The 1mb message test passes. There are now no std::string representations of message fragments in the entire client message retrieval code path. Along the way I needed to adjust the POP3 client’s message content processor; it needs to scan the message as it comes in because it needs to remove byte stuffing and the like…

It took around 20mins to come up with the basic design change that was required and make the actual changes to the ‘production’ code. It probably took around 1.5 hrs in total to do this in small steps and adjust the tests as I went. I flip-flopped between being annoyed at the ‘simple design that was so obviously broken’ and causing this ‘rework’ and the joy of having the tests pass and feeling safe…

Once the client could pass the new test and download my 5mb test message I needed to adjust the corresponding message path in the server code. Interestingly the tangled testing that I was using made this possible without adding new tests. I admit, I never added the test that failed; I simply refactored the server code path to use the same interfaces as the client code path.

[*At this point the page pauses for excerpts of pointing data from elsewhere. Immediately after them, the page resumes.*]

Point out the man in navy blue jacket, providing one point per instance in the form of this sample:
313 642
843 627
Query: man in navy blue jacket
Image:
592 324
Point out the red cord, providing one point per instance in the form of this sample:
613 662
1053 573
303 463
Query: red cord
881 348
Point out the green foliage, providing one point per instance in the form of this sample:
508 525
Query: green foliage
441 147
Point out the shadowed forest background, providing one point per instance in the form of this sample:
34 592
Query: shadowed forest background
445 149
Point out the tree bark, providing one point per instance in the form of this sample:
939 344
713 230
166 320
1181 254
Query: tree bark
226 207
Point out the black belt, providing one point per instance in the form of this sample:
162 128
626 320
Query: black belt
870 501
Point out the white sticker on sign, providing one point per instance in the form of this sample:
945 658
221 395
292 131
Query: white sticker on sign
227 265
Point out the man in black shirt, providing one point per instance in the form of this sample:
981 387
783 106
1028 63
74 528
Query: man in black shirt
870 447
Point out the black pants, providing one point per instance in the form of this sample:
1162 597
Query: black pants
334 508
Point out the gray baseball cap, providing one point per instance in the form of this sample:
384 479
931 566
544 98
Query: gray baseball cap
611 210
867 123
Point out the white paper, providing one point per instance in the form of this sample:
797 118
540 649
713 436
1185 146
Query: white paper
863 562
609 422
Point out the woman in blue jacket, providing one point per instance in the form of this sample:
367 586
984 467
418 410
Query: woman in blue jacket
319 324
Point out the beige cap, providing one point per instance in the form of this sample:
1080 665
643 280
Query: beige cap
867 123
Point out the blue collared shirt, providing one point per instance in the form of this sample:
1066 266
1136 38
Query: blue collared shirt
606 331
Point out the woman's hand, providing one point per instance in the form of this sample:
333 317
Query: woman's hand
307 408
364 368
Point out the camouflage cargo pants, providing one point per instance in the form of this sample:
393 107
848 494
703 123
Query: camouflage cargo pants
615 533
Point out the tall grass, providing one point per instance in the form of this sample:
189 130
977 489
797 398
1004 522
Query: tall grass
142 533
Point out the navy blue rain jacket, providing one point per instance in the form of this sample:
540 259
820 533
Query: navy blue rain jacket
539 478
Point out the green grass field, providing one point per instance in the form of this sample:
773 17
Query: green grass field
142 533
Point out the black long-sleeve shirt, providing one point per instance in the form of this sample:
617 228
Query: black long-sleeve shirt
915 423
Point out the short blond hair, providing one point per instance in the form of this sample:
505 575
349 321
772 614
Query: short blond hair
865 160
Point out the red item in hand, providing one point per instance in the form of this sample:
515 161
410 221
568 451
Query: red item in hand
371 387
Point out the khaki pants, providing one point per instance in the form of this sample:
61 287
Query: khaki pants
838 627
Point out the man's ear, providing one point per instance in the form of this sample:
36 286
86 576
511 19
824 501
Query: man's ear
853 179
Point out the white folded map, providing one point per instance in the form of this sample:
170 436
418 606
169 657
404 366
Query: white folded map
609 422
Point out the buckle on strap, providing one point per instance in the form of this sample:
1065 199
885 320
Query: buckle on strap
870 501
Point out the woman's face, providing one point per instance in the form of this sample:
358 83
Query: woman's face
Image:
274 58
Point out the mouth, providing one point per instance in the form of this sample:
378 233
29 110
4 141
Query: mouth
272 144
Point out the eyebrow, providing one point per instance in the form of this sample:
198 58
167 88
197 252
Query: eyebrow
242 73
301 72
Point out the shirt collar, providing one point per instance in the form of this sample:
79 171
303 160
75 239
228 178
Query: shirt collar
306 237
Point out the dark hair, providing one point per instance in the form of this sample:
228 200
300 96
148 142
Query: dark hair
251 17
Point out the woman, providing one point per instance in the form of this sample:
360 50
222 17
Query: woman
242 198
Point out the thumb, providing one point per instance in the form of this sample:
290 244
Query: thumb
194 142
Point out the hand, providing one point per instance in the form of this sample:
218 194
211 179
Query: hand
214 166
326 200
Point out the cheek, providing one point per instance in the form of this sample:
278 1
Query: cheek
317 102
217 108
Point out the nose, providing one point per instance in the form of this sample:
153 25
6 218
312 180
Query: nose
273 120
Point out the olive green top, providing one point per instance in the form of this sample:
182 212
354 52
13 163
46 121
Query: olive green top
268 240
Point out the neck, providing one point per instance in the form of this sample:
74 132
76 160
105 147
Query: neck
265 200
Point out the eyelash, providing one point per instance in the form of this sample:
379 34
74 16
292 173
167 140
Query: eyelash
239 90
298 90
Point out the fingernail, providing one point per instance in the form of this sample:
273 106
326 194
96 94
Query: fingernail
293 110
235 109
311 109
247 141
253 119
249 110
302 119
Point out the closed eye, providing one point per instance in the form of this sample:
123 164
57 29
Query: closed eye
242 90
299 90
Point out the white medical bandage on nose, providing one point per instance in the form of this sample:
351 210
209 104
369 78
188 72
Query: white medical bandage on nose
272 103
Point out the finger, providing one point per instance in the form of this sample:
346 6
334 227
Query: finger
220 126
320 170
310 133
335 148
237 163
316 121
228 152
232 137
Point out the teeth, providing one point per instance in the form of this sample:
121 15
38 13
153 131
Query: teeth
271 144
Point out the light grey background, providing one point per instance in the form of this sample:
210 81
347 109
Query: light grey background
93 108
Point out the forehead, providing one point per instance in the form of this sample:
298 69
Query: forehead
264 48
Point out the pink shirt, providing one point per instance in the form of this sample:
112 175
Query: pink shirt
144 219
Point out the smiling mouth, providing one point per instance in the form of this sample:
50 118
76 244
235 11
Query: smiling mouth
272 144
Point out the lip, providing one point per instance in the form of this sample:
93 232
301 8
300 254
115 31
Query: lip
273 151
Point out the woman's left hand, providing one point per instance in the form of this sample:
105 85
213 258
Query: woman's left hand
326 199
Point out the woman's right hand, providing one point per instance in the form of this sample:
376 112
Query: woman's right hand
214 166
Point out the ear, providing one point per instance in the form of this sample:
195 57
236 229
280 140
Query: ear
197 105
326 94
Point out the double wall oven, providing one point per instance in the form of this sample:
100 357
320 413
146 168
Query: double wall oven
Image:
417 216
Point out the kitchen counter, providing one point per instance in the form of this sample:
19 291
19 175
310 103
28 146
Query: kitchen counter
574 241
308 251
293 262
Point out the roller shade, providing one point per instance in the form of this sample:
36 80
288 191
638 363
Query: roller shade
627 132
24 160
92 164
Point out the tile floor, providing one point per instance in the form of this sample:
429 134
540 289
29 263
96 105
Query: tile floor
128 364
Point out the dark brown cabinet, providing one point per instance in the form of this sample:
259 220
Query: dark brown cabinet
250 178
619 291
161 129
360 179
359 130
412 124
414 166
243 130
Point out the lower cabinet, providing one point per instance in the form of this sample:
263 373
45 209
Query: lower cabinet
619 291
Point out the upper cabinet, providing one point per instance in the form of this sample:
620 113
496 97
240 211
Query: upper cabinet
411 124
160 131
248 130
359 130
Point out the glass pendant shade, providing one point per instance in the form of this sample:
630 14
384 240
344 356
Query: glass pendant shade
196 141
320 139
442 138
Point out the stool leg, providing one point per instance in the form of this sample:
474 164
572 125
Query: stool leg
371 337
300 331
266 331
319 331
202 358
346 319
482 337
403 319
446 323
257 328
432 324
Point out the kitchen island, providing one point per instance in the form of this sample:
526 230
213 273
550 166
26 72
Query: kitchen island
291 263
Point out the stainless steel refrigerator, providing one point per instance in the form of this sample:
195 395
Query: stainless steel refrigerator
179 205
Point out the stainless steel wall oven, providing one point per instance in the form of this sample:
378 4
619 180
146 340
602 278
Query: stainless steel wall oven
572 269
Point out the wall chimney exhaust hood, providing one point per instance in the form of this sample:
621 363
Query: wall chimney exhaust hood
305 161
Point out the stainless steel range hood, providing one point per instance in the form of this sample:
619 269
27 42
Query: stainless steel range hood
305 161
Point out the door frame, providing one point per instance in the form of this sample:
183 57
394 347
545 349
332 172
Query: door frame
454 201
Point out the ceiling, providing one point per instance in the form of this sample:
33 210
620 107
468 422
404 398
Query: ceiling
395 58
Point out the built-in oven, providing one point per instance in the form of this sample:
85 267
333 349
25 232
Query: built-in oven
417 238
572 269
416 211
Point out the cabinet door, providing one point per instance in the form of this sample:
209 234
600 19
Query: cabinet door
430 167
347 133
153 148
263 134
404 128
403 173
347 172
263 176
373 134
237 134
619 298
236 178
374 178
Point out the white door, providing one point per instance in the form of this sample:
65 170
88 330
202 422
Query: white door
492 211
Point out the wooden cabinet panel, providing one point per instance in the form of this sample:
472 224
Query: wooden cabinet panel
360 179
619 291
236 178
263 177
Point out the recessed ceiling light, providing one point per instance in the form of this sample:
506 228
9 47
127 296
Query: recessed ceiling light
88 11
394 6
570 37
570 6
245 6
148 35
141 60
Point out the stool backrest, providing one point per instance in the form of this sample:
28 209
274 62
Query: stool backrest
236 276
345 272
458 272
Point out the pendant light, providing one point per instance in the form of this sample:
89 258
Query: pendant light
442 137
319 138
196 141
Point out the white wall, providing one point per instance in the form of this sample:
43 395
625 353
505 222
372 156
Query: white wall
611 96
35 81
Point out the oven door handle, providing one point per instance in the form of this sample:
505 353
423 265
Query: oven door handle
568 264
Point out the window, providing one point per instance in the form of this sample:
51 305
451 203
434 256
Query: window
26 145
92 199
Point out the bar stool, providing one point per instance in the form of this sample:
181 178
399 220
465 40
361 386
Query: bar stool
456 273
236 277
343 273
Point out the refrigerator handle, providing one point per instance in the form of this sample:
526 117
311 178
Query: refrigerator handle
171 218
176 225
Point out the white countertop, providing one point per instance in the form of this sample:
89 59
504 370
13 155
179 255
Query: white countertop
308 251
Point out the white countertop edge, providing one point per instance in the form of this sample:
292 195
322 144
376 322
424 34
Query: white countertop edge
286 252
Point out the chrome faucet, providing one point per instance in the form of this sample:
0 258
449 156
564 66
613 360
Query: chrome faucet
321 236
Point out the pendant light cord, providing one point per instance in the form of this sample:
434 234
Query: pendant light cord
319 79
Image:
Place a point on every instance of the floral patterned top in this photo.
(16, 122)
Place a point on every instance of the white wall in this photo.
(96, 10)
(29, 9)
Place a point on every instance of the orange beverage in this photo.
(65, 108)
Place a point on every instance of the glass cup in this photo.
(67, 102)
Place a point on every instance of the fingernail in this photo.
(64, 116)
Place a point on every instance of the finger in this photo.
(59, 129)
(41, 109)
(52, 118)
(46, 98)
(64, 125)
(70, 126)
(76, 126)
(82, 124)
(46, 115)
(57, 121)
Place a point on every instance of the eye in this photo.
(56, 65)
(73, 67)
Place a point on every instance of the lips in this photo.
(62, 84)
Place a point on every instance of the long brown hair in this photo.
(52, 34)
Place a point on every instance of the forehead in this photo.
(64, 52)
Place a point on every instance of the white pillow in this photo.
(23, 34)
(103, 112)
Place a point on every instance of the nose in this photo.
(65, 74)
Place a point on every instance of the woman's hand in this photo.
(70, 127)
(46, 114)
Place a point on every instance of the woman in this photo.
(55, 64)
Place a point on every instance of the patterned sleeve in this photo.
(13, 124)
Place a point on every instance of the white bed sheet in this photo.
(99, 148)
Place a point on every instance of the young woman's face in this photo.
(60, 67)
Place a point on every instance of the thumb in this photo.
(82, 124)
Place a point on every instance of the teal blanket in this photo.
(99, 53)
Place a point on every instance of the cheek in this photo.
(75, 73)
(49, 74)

Once that was done I could retrieve and serve my test message, and what’s more the zip file worked once it had passed through my mangle. After that I refactored the code that had been touched but not made better by the previous changes. The tests made me bold, I refactored in big steps because I knew that I could just revert to the last working copy from CVS and that my tests would tell me if I slipped up. It was fun. It was fast.

I ran a coverage tool on my test harness. I have 87% coverage. I’m surprised and impressed. This is coverage of all code compiled into the test harness; there are functions in support libraries that I never call, most of the code in the actual production code of the library I’m working on gets hit. I quite like this testing lark.